PRules <- apriori(data, parameter = list(minlen = 2, conf = .42, supp = 0.15),
appearance=list(rhs=c("Panner")))
## Apriori
##
## Parameter specification:
## confidence minval smax arem aval originalSupport maxtime support minlen
## 0.42 0.1 1 none FALSE TRUE 5 0.15 2
## maxlen target ext
## 10 rules TRUE
##
## Algorithmic control:
## filter tree heap memopt load sort verbose
## 0.1 TRUE TRUE FALSE TRUE 2 TRUE
##
## Absolute minimum support count: 1878
##
## set item appearances ...[1 item(s)] done [0.00s].
## set transactions ...[12 item(s), 12525 transaction(s)] done [0.00s].
## sorting and recoding items ... [12 item(s)] done [0.00s].
## creating transaction tree ... done [0.00s].
## checking subsets of size 1 2 3 done [0.00s].
## writing ... [11 rule(s)] done [0.00s].
## creating S4 object ... done [0.00s].
There are eleven occurrences of rules for the purchase of
Panner.
plot(PRules, measure=c("support","lift"), shading="confidence", color="blue")
plot(PRules, method="grouped",color="blue")
## Warning: Unknown control parameters: color
## Available control parameters (with default values):
## k = 20
## aggr.fun = function (x, ...) UseMethod("mean")
## rhs_max = 10
## lhs_label_items = 2
## col = c("#EE0000FF", "#EEEEEEFF")
## groups = NULL
## engine = ggplot2
## verbose = FALSE
plot(PRules, method="graph", color="blue")
As seen from the plot, the Bread has highest measure of lift
(strength of association) with Panner and Tea Powder has the lowest
measure of lift.

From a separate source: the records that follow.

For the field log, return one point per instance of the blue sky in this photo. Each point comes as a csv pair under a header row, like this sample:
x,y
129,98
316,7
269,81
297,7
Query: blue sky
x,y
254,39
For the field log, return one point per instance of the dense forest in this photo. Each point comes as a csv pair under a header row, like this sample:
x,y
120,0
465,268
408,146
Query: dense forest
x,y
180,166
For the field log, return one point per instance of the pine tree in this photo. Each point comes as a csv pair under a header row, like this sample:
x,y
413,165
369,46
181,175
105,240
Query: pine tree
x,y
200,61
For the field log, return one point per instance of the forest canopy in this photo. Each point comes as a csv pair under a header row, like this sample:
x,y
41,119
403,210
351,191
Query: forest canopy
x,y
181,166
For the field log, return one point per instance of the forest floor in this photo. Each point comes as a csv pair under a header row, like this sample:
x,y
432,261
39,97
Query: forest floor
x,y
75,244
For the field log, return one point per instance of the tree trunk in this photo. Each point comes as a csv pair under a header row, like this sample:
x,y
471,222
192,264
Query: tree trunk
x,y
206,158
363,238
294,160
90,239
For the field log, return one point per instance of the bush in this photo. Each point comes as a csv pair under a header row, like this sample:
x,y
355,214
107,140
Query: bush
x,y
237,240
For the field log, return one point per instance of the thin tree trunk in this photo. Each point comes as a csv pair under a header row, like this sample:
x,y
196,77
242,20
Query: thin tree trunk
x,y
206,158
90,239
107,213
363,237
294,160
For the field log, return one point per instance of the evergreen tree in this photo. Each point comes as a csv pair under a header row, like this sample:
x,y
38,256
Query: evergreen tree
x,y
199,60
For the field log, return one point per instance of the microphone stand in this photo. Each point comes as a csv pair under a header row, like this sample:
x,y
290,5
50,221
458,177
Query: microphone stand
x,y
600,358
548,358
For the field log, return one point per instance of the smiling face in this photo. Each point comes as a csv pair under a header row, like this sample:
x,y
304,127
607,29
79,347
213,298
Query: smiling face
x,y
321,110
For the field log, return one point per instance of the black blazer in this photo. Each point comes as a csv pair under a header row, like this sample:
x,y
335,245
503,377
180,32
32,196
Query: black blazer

So the degree of buying Panner when Bread is bought is
the highest compared to any of the other items.
To summarize, the dataset is pretty good to analyze the association rules using the Apriori algorithm. Though it needed some fixes within the support and confidence level to provide a reasonable amount of rules, overall the technique made a good outcome and was tested using Panner to be the test case, providing reasonable results.